Barossa is home to some of the oldest surviving winegrape vineyards in the world, with one gnarly old cluster believed to date back to 1843.
This claim isn’t marketing hype. In the 1860s the vine aphid phylloxera was introduced to European vineyards in vine planting material from the USA and by 1889 nearly 90% of European vineyards had been killed. The pest also spread to Australia, devastating vineyards in New South Wales, Victoria and Western Australia.
South Australia was the only colony to have a far-sighted quarantine policy that restricted the importation of vine planting material, which meant that vineyards planted by the early Silesian settlers in the 1840s and 1850s in the Barossa continued to flourish.
The other reason that Barossa has such old vines is attributed to typical Silesian frugality – why pull out a vine if it is still bearing fruit, especially good fruit that makes great wine?
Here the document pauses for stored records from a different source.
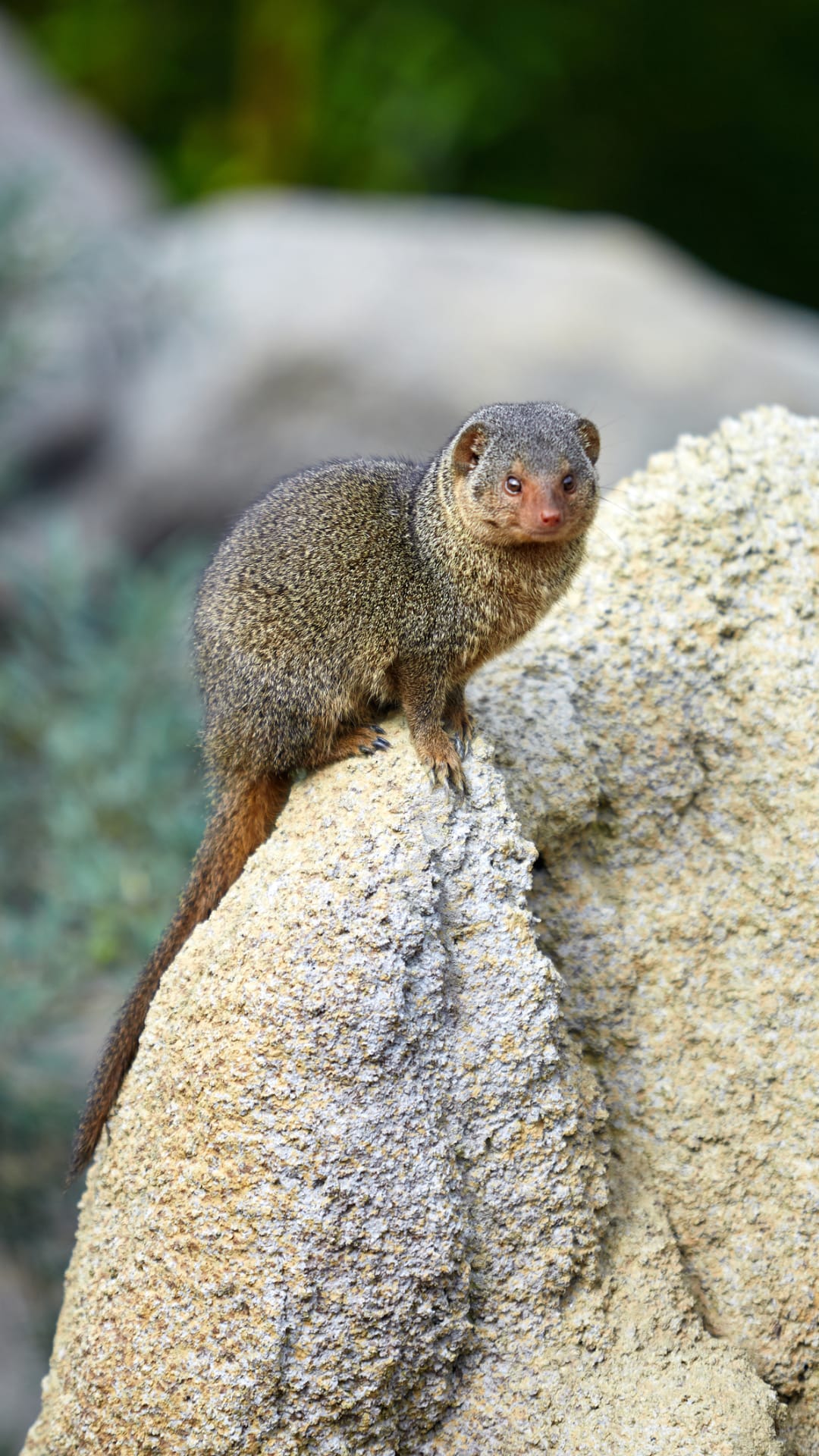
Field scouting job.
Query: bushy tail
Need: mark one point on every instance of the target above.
(242, 820)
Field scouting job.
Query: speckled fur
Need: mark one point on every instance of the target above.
(373, 561)
(346, 590)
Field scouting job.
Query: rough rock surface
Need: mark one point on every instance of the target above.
(661, 742)
(354, 1196)
(262, 332)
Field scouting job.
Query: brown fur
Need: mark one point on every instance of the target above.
(241, 823)
(347, 590)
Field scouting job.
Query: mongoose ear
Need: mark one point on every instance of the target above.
(591, 437)
(468, 449)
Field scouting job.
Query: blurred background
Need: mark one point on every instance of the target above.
(238, 237)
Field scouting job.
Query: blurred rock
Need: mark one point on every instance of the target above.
(659, 739)
(85, 172)
(353, 1193)
(71, 193)
(292, 327)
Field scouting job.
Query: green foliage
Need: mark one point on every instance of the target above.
(701, 121)
(102, 804)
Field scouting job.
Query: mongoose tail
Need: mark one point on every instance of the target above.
(242, 820)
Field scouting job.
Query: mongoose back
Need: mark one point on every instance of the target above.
(347, 590)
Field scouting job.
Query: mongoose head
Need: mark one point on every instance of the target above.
(523, 473)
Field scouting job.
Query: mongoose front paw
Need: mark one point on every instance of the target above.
(442, 759)
(368, 739)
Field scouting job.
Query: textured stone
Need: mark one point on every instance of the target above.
(661, 739)
(354, 1191)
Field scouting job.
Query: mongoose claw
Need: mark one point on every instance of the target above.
(450, 777)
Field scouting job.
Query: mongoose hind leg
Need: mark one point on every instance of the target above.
(460, 721)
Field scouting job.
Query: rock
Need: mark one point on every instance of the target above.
(354, 1194)
(287, 328)
(659, 740)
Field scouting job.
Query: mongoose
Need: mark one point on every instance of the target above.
(350, 588)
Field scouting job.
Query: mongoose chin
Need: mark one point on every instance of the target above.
(347, 590)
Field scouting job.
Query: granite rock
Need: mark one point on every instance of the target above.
(354, 1196)
(659, 734)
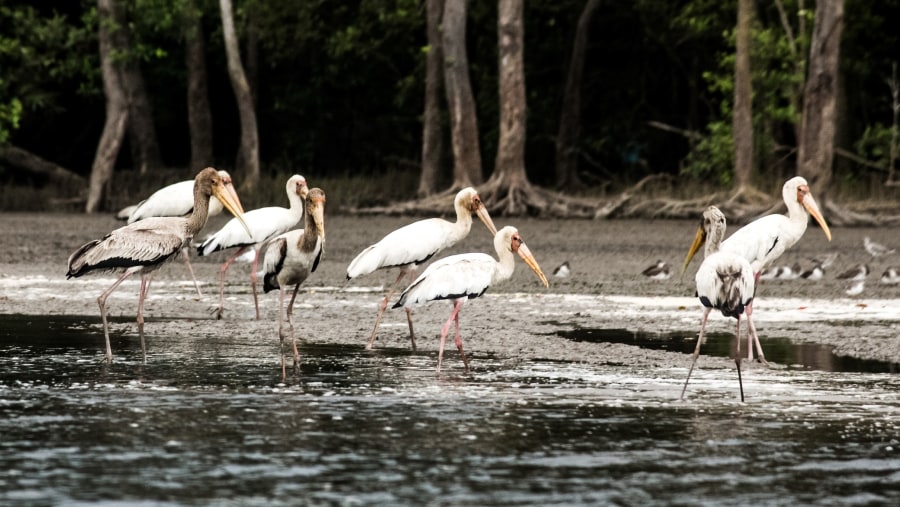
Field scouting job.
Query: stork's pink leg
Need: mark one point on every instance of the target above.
(281, 311)
(751, 331)
(737, 359)
(253, 280)
(700, 338)
(187, 261)
(102, 302)
(290, 316)
(222, 272)
(446, 329)
(412, 334)
(145, 287)
(383, 307)
(458, 338)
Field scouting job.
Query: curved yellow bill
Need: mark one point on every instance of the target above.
(699, 240)
(485, 217)
(526, 256)
(316, 208)
(813, 208)
(230, 201)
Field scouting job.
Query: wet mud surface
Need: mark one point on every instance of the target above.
(518, 319)
(573, 396)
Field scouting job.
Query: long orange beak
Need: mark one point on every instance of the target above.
(317, 210)
(230, 200)
(699, 240)
(526, 256)
(485, 217)
(813, 208)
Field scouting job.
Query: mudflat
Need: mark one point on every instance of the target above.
(515, 320)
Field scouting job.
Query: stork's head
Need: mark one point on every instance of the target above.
(797, 189)
(468, 199)
(297, 185)
(211, 183)
(509, 237)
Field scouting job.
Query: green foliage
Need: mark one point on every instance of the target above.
(712, 158)
(38, 53)
(777, 74)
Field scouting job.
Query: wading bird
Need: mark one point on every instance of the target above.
(412, 245)
(658, 271)
(725, 282)
(263, 224)
(876, 249)
(563, 270)
(142, 247)
(856, 273)
(891, 276)
(467, 276)
(289, 260)
(765, 239)
(177, 200)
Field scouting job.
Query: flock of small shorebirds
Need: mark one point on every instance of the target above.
(856, 275)
(165, 225)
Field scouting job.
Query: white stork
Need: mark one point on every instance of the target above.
(412, 245)
(142, 247)
(289, 260)
(765, 239)
(177, 200)
(467, 276)
(725, 282)
(263, 224)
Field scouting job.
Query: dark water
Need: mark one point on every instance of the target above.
(381, 428)
(778, 350)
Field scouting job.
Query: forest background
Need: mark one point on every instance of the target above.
(559, 107)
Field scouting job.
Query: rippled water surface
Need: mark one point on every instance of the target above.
(201, 425)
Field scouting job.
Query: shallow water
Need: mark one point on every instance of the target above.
(783, 351)
(201, 424)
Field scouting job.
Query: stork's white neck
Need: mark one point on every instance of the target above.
(463, 223)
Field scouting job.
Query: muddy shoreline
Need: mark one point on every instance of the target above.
(517, 320)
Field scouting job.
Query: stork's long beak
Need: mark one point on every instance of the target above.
(699, 240)
(485, 217)
(526, 256)
(230, 200)
(318, 213)
(813, 208)
(232, 193)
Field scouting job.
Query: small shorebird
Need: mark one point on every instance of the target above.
(815, 273)
(782, 272)
(563, 270)
(876, 249)
(891, 276)
(856, 273)
(857, 288)
(658, 271)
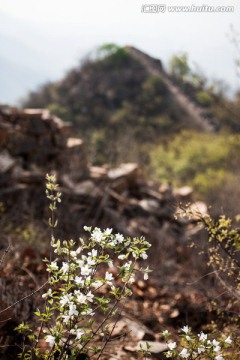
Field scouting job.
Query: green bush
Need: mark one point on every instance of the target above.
(203, 161)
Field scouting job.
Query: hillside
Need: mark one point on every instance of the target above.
(117, 90)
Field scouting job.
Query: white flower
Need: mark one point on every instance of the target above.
(79, 280)
(108, 231)
(184, 354)
(127, 265)
(80, 262)
(65, 267)
(88, 312)
(93, 253)
(110, 263)
(79, 333)
(96, 284)
(91, 261)
(87, 228)
(66, 299)
(131, 279)
(53, 265)
(185, 329)
(97, 235)
(119, 238)
(201, 349)
(166, 333)
(90, 296)
(228, 340)
(202, 336)
(50, 339)
(217, 349)
(66, 318)
(172, 346)
(85, 270)
(47, 294)
(108, 278)
(81, 298)
(72, 309)
(219, 357)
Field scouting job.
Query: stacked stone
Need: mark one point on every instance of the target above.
(34, 141)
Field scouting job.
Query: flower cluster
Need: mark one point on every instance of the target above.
(87, 280)
(198, 346)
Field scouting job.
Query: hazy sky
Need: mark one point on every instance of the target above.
(63, 31)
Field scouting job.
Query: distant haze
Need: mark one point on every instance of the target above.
(41, 40)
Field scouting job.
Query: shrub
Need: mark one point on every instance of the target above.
(77, 310)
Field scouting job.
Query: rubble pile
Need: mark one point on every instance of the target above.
(34, 142)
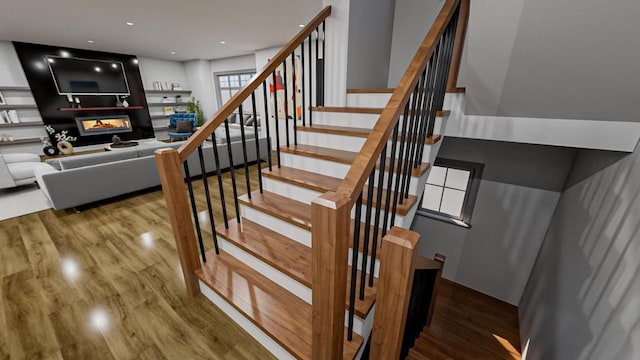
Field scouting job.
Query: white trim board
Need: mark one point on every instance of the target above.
(588, 134)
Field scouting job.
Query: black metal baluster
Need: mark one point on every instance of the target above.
(275, 112)
(310, 83)
(194, 209)
(286, 102)
(302, 89)
(216, 158)
(399, 171)
(256, 136)
(392, 162)
(376, 223)
(367, 232)
(232, 170)
(244, 153)
(354, 266)
(266, 122)
(205, 182)
(295, 95)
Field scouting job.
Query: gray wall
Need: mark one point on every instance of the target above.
(370, 30)
(412, 21)
(518, 194)
(583, 298)
(570, 59)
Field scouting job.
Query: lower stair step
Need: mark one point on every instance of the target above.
(323, 183)
(296, 213)
(281, 315)
(340, 156)
(286, 256)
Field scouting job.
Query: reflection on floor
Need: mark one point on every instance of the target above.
(22, 200)
(469, 325)
(105, 284)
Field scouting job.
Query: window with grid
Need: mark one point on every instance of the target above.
(451, 191)
(229, 84)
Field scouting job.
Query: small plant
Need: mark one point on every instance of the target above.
(193, 107)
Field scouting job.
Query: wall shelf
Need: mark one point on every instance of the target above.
(102, 108)
(21, 141)
(167, 104)
(168, 91)
(23, 124)
(18, 107)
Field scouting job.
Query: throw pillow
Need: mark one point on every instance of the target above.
(184, 127)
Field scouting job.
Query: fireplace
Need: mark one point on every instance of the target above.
(100, 125)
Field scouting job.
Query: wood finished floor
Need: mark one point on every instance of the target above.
(468, 325)
(106, 284)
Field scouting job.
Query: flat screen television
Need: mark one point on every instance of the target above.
(76, 76)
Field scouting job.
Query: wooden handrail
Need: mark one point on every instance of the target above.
(236, 100)
(372, 148)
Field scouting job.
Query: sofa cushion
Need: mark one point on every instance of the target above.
(22, 170)
(72, 162)
(148, 151)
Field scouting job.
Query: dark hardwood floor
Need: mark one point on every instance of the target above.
(469, 325)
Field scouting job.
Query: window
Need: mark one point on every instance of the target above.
(229, 84)
(451, 191)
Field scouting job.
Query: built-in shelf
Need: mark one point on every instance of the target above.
(167, 104)
(14, 88)
(18, 107)
(102, 108)
(23, 124)
(21, 141)
(168, 91)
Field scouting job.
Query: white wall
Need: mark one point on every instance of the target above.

In the 1980s a State Government sponsored scheme to remove old unwanted varieties and “modernize” the industry saw many of these vines fall to the bulldozer. However, a small group of true believers paid growers to keep their old vines – mainly Shiraz and Grenache – and by the 1990s they became highly prized for their low yields of concentrated fruit. Small pockets continue to be maintained in Bethany, Langmeil, Krondorf, Greenock and in the northern Barossa.
While the idea of a Charter had been debated for a number of years, it was the Yalumba Wine Company that declared its own framework for classification in 2007, gifting it to the broader Barossa region in 2009.
The Barossa Old Vine Charter – classifying vines into four categories by age – is dedicated to the recognition, preservation and promotion of old vineyards.